現在はフリーペーパーでモニターを募集中。11月には応募者への説明と産婦人科病院への協力要請のため、加治佐さんが広島に赴く。こうした苦難に見える道でも、

半分は当たって砕けろの精神。広島での実証実験だからこそ、これだけ思い切ったチャレンジができていることに満足しています

(株)WorldTryout 加治佐さん

と前向きな言葉が出てくるところに、加治佐さんのトライアウト魂は表れている。

アスリートとアントレプレナー
共振するトライアウト魂

 やっと辿り着いた実証実験を前に、セコンド2人は胸の高鳴りを隠さない。

初めて広島でデータがとれる体制が整って、これからがスタート。みなさんには幸せを感じながら協力してもらえるようにしたいです。その結果、妊娠率が高まればさらに幸せが感じられるはず

みるみらい 元木さん

僕は広島には行けないけど、今後事業を拡げていくタイミングで今の僕の仕事と接点が出てくると思うんです。全国の自治体や金融機関とのパイプはあるので、そこを活用してこの先の事業展開に貢献できれば

(株)みらいワークス 岩本さん

 それに応えるチャレンジャーも、この心意気だ。

元木さんが広島で人を集めてくれて、広島に来れない岩本さんも東京のオフィスに会いに来てくれて。「雑務やりますよ!」って言ってくれる人なんてなかなかいませんからね。これから広島県のヘルスケアを盛り上げていければと思います

(株)WorldTryout 加治佐さん

 周囲の応援を糧に、何度でも道が拓けるまでドアを叩き続ける。

「まだだ……まだ終わっちゃいねえ!!」
「つまずいても、何度だってはい上がればいい。」
「失せろ。最後まで闘う意志のない奴に用はねえ。」
「俺は俺の直球を信じてねじ伏せるだけだ!!」

茂野吾郎『MAJOR』より

冒頭のWorldTryout映像には漫画『MAJOR』のアツいセリフが散りばめられているが、それはRINGの舞台でも変わらない。Sympafitの戦いはまだ栄光への端緒についたばかりだ。

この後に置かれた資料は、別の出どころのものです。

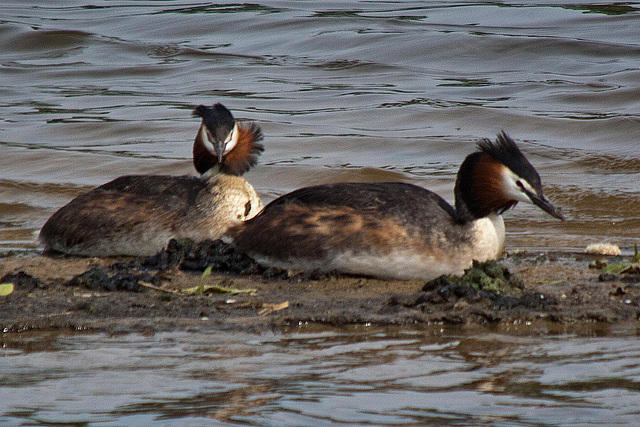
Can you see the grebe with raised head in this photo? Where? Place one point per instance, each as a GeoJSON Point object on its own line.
{"type": "Point", "coordinates": [138, 214]}
{"type": "Point", "coordinates": [396, 230]}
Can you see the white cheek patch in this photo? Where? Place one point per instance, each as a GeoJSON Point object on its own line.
{"type": "Point", "coordinates": [206, 141]}
{"type": "Point", "coordinates": [232, 140]}
{"type": "Point", "coordinates": [511, 188]}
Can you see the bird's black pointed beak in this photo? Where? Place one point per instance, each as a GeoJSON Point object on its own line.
{"type": "Point", "coordinates": [545, 205]}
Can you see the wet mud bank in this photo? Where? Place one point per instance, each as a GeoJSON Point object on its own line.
{"type": "Point", "coordinates": [210, 286]}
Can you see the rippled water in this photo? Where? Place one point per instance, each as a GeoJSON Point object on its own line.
{"type": "Point", "coordinates": [368, 90]}
{"type": "Point", "coordinates": [432, 376]}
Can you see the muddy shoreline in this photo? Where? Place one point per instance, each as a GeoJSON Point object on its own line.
{"type": "Point", "coordinates": [555, 291]}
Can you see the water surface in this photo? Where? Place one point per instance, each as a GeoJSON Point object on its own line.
{"type": "Point", "coordinates": [366, 91]}
{"type": "Point", "coordinates": [363, 376]}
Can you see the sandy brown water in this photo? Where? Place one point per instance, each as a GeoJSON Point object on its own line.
{"type": "Point", "coordinates": [360, 91]}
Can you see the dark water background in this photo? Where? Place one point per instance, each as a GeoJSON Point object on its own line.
{"type": "Point", "coordinates": [366, 91]}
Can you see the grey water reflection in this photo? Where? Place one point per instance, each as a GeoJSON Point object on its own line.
{"type": "Point", "coordinates": [434, 375]}
{"type": "Point", "coordinates": [92, 92]}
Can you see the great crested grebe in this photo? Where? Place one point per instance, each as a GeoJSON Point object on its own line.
{"type": "Point", "coordinates": [138, 214]}
{"type": "Point", "coordinates": [395, 230]}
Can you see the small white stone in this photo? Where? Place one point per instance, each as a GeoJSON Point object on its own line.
{"type": "Point", "coordinates": [603, 249]}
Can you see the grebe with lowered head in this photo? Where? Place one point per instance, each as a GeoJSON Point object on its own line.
{"type": "Point", "coordinates": [138, 214]}
{"type": "Point", "coordinates": [395, 230]}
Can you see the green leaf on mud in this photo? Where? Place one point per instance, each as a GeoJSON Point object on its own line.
{"type": "Point", "coordinates": [6, 289]}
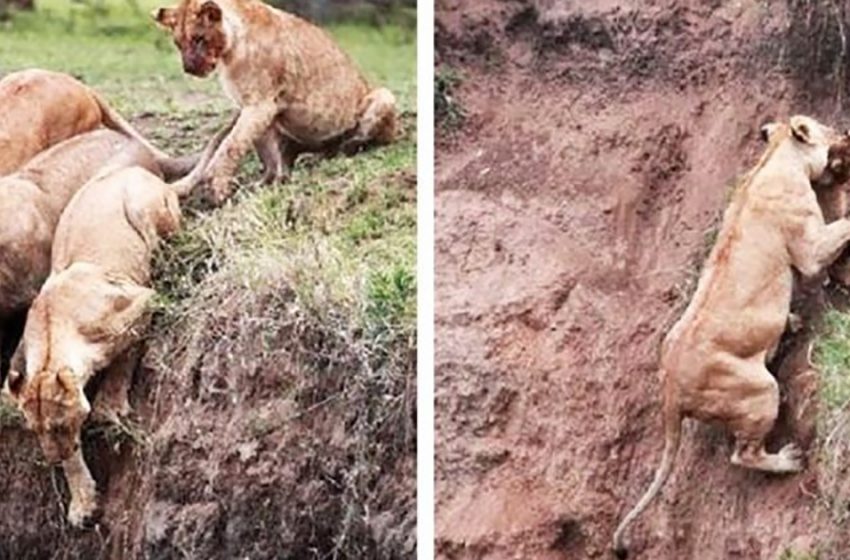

「できるかできないかじゃねえよ。男なら、やるかやらねえかのどっちかしかねえだろうが。」

茂野吾郎『MAJOR』より

●EDITOR'S VOICE 取材を終えて

とにかく冒頭のWorldTryout映像にすべてが集約されてます。あきらめたときが本当の終わり。終わらない戦いを戦い続けること――これはまさに起業と一緒で、アスリートもアントレプレナーも夢に向かって挑戦するという意味では同じ種族だと感じました。WorldTryoutではアスリートを支える側の加治佐さんが、今回は支えられる側に回っているというのも面白いところです。

あと、埼玉在住でなかなか現場に参加できない岩本さんが言った以下の言葉も、RINGの今後を考える上で有用な意見だと感じました。

広島でやるから広島が実証実験の場になるのはわかるんですけど、僕みたいにそこに関わりたいと思ってる人がロケーション問わず関われる仕組みを作ったら、もっと参加できる人も増えると思うんです

(株)みらいワークス 岩本さん

 次回の参考にしたいところです。